As Somini Sengupta and I wrote in an article in Saturday's Times, the new funding bill for the Federal Aviation Administration contained language that requires the agency to develop a plan for allowing a wide variety of drones - also known as unmanned aerial vehicles - in United States airspace by September 2015. Since 2007, the F.A.A. has prohibited the commercial use of drones, frustrating a broad array of companies and entrepreneurs - from photographers of high-end real estate to law-enforcement agencies. Some people, nonetheless, disobeyed that rule or said they had never heard of it.
Cinematographers were among the people most disappointed by the old F.A.A. rule. They said drones could help them get a lot of different shots that would normally require more expensive or complicated pieces of equipment, including dollies for tracking shots, Steadicams, cranes and traditional piloted helicopters. A skilled drone pilot could begin filming indoors, then send the bird out a window and soaring into the sky for an aerial view, providing a continuous shot that would be very difficult to get other ways.
Russell Freeman, an aerial cinematographer with Mi6 Films in Southern California, was using remote-controlled helicopters to shoot music videos, scenes for reality television shows and surf competitions. But then he said he was contacted by the F.A.A. last year and told to stop flying his drone.
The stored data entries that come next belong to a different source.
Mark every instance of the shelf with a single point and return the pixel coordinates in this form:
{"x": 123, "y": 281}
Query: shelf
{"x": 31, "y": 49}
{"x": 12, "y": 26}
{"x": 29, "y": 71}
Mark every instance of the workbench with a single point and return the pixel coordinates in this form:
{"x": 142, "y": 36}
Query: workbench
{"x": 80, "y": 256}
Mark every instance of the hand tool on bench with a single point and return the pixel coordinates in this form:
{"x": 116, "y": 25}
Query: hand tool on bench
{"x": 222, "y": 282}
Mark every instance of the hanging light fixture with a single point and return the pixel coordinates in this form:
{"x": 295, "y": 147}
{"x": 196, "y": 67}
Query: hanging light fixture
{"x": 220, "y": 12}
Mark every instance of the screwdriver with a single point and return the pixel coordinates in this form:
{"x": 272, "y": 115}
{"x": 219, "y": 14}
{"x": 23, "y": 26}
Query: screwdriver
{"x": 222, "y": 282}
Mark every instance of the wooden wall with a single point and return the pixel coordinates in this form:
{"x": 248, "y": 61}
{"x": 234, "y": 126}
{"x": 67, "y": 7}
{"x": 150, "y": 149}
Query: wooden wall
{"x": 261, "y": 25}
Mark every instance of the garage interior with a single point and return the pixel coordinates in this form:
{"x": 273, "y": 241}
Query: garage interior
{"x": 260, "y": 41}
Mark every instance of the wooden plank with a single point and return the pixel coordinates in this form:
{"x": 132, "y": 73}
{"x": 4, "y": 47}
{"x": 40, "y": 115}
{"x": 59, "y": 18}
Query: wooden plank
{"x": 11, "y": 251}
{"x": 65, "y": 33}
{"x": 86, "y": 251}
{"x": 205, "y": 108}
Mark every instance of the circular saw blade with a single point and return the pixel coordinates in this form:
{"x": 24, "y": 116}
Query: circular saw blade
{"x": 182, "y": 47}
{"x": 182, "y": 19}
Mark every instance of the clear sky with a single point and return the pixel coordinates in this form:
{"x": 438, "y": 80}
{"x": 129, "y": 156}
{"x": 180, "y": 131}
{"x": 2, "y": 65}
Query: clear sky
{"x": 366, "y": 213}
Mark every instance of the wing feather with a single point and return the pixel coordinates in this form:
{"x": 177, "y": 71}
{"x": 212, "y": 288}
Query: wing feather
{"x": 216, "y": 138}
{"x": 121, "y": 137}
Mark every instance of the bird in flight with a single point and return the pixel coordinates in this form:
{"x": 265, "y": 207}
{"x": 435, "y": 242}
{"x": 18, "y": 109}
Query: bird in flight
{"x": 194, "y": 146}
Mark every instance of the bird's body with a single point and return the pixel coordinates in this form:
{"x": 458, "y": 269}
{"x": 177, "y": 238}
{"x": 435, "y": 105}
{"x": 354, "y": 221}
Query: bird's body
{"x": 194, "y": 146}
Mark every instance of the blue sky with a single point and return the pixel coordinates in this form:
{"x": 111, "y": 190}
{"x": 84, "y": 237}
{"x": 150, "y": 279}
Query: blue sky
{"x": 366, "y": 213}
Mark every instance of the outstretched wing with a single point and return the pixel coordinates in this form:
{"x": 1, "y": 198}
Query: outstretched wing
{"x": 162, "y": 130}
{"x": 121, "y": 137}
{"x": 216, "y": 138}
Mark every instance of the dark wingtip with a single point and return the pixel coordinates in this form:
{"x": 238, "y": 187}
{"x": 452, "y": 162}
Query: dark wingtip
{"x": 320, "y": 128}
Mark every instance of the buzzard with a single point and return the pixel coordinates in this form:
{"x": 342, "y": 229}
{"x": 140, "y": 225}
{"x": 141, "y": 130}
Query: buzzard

He's still using unmanned helicopters to shoot commercials and television shows outside the United States, but he says many of his competitors are ignoring the ban.
"Unfortunately there are hundreds of other companies still flying every day, and we're not," he said. "They went underground."
Some movie industry organizations also started discouraging filmmakers from using drones last year because of the F.A.A. rule. Last May, the California Film Commission warned moviemakers that it would no longer issue permits to use drones for shooting films on beaches, state parks and other state properties. Last year, Film L.A., an organization that handles film permitting in Los Angeles, issued a similar warning to productions in that city.
Tabb Firchau, a drone cinematographer for Free Fly Cinema in Seattle, said he stopped working for hire in the United States because of the F.A.A. restrictions. Since then, he has been shooting commercials and films in Dubai, New Zealand and other countries.
"There's an entire industry sitting on the fringes, just waiting," Mr. Firchau said.